KIM SIMMONDS & SAVOY BROWN
British Blues/Rock pioneer Kim Simmonds and Savoy Brown celebrate 50 continuous years of touring, more than 5,000 gigs from the Royal Albert Hall to Carnegie Hall to the Fillmore East and West, and now, the bands returns to The Magic Bag!
Kim Simmonds is not living in the past; he’s challenging himself and his band to reach new heights and find higher ground.
That’s what Kim lives for and invigorates him - playing for audiences who are hungry to listen for new heights in artistry - not just living off 50 years as an architect of the British hard blues scene.
“Whether I like it or not, I think my destiny is to keep doing what I’m doing, play in clubs and theaters where people pay their hard eared money to hear us give them one-hundred and ten percent.”
Spring 2015, the band released The Devil To Pay, Simmonds’ 46th album, and it shows what 50 years giving one-hundred and ten percent can do.
Anyone with an appreciation of blues-rock will have been following that circle intently since the start. Rewind to when the Savoy Brown Blues Band formed in 1965, and began playing gigs as they held residence at the Nag’s Head, which became a scene for Fleetwood Mac and many others because of Savoy Brown’s beginning there. “We practiced seven days a week there; we were extremely driven.”
Kim was a lynchpin of perhaps the most exciting scene in history, establishing Savoy Brown in the first wave of British blues-boomers, signing to Decca, opening for Cream’s first London show and being namedropped in the same breath as peers like Clapton and Hendrix (with whom he jammed). Even then, the guitarist was emerging as the band’s driving force. “I had a vision,” he reflects. “When I started the band back in 1965, the concept was to be a British version of a Chicago blues band. And the exciting thing now is, that vision is still alive.”
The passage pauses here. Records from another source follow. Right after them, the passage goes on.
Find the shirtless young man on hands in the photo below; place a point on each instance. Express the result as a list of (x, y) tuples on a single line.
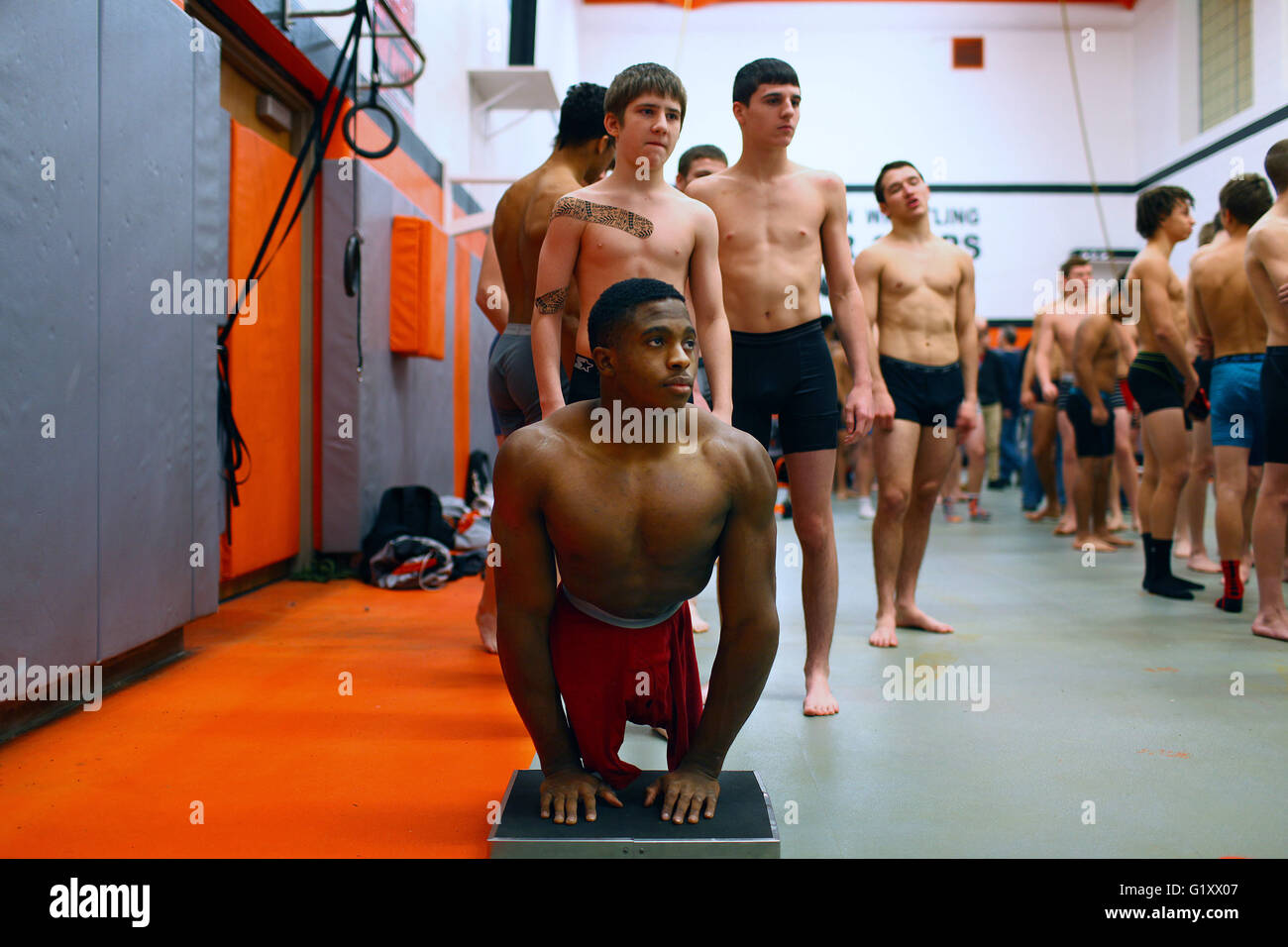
[(1266, 265), (635, 525), (921, 292), (630, 224), (780, 226)]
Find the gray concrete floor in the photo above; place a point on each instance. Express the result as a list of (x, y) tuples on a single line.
[(1099, 696)]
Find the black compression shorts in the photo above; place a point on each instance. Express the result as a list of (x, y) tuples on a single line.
[(789, 373), (1091, 440)]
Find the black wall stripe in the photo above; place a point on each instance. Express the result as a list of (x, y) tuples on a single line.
[(1207, 151)]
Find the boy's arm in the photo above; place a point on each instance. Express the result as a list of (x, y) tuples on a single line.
[(712, 324), (867, 277), (967, 344), (524, 598), (555, 269), (748, 635), (1199, 328), (848, 309), (1042, 342), (1157, 309)]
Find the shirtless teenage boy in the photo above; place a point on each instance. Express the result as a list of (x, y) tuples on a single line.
[(581, 155), (1233, 334), (1087, 405), (635, 530), (921, 292), (780, 226), (1266, 265), (1162, 380), (630, 224), (1057, 330)]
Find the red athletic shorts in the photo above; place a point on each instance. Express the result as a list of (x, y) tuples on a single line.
[(609, 674)]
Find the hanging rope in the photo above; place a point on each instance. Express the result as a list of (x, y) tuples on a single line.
[(1086, 140)]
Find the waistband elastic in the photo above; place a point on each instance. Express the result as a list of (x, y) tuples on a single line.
[(1241, 357), (600, 615), (917, 367), (1104, 394), (778, 337)]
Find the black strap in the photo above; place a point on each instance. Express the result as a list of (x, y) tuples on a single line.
[(232, 447)]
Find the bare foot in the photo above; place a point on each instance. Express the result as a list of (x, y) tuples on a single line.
[(818, 697), (884, 635), (1271, 625), (487, 631), (1116, 540), (1098, 543), (698, 622), (1199, 562), (911, 616)]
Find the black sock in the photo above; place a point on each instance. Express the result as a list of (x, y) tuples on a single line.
[(1162, 581), (1163, 560)]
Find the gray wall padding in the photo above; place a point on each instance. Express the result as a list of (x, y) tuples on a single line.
[(98, 521), (50, 333), (213, 167), (402, 408)]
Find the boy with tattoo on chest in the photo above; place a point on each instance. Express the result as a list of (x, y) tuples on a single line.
[(630, 224)]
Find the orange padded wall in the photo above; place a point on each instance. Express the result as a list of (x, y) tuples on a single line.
[(417, 289)]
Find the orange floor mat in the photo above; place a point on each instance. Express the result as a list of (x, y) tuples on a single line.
[(252, 724)]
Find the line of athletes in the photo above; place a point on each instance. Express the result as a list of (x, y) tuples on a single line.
[(596, 538), (1201, 360)]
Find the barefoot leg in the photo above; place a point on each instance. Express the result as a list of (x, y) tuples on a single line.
[(932, 458), (896, 455), (809, 475)]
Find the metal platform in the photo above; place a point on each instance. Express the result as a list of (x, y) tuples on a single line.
[(742, 827)]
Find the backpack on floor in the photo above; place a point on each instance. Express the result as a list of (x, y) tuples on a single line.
[(404, 512), (411, 562)]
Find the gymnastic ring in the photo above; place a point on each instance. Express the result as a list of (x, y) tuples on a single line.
[(393, 131), (352, 264)]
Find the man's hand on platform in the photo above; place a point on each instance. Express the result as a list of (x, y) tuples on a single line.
[(684, 789), (561, 791)]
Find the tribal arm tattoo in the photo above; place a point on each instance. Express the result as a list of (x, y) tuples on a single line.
[(627, 221), (553, 300)]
Soon, Savoy Brown had achieved what most British bands never did – success in America – and became a major Stateside draw thanks to their high-energy material and tireless work ethic. “There’s way too much said about sex, drugs and rock ‘n’ roll,” Kim told Classic Rock. “It’s a cliché. We were all extremely hard-working guys. When we came over to America, we were like a little army. I look at that time as being filled with incredible talent.”
Times changed, of course, and by 1979, Simmonds had moved from a London he no longer recognized – “The punks were everywhere!” – to settle permanently in the States. The Savoy Brown band members came and went, and the music scene shifted around him, but the guitarist stuck thrillingly to his guns, staying true to the music and the muse.